March 5, 2002 – The years-long task of cleaning up between one and two million gallons of petroleum products fouling the aquifer under the St. Croix Alumina facility has begun.
The "oil plume," created between 1978 and 1991, was released from storage tanks and underground piping at St. Croix Alumina and the former Hess Oil of the Virgin Islands Corp., according to the U.S. Environmental Protection Agency. The oil seeped into the soil at both facilities and eventually reached the groundwater.
Jim Casey, the EPA V.I. coordinator, said recently that much of the oil is now floating on top of the groundwater in the Kingshill Aquifer, the largest under St. Croix, and some of it has dissolved into the water itself.
"The work has begun to remove the underground petroleum plume," Casey said. "This is just the beginning point of the process." He estimated that the initial effort to remove the floating oil will take three to five years.
The second stage of the cleanup will entail removing the dissolved oil and petroleum components now fouling the aquifer, Casey said.
Over the 13 years that the oil was released, several entities owned or operated the St. Croix Alumina and HOVIC facilities. In 1998, HOVIC entered into a joint venture with Petroleos de Venezuela, S.A., the South American nation's state-owned oil company, to form Hovensa.
Various companies led by Hovensa will pay for cleaning up the St. Croix Alumina oil plume. The others are HOVIC and the present and former operators of the alumina plant: St.

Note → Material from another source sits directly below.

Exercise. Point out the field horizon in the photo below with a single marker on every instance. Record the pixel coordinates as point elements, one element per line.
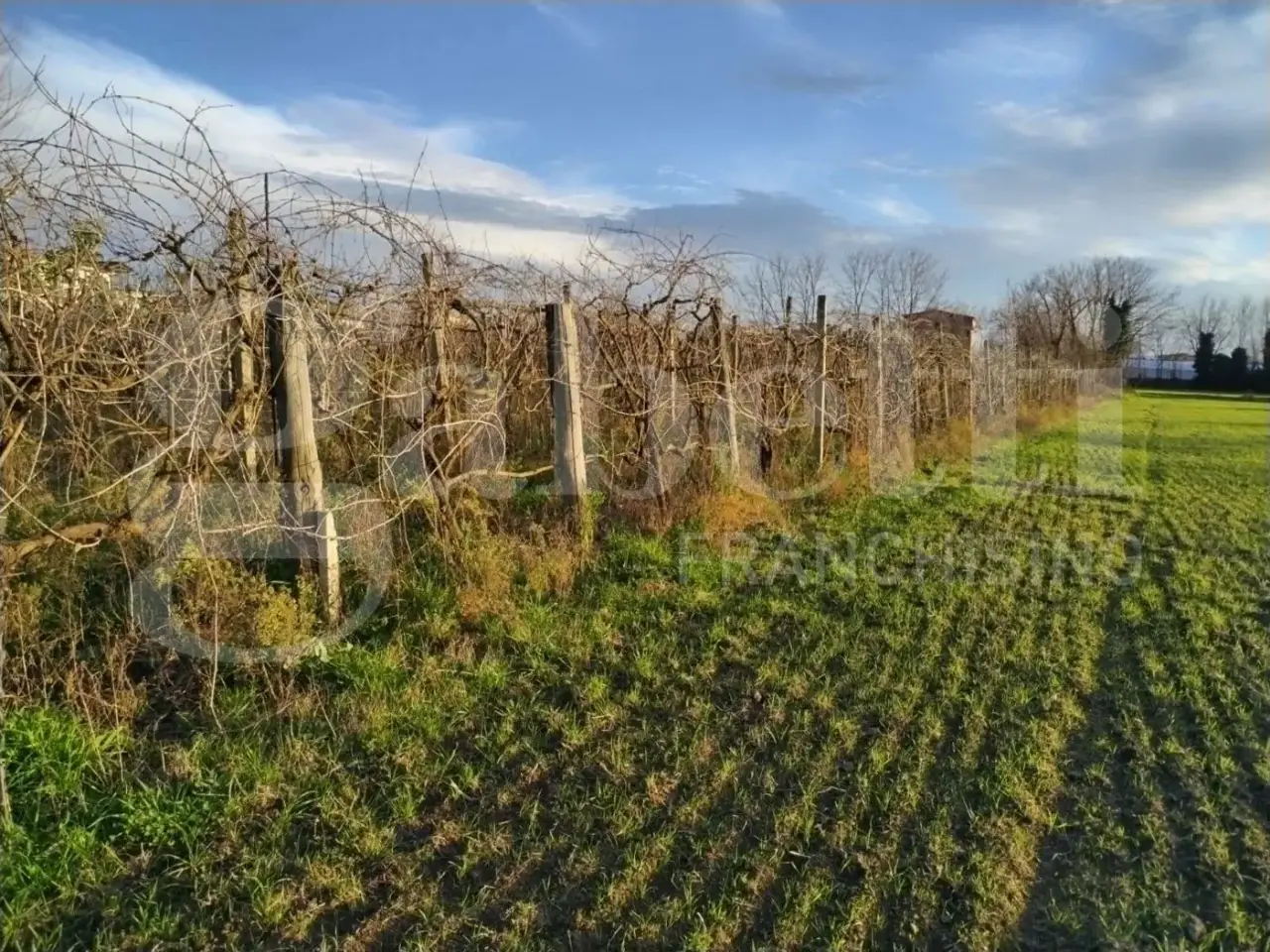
<point>948,719</point>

Croix Alumina LLC, a subsidiary of ALCOA World Alumina, the current owner; Lockheed Martin Corp.; Virgin Islands Alumina Co.; and Century Aluminum Co.
A half dozen wells are being used to extract 180 or so 42-gallon barrelfuls of tainted water a day from beneath the St. Croix Alumina site. That water is being pumped to Hovensas wastewater treatment plant. The oil product, which is mostly diesel, is being separated from the water and recycled. The recovered groundwater will be discharged into the sea through Hovensas EPA-permitted outfall.
While the groundwater in the area flows in the general direction of the Caribbean Sea, environmental officials say the plume is stationary beneath St. Croix Alumina. They said the Barren Spot water well field, which is uphill from the plume, is not in danger of being contaminated.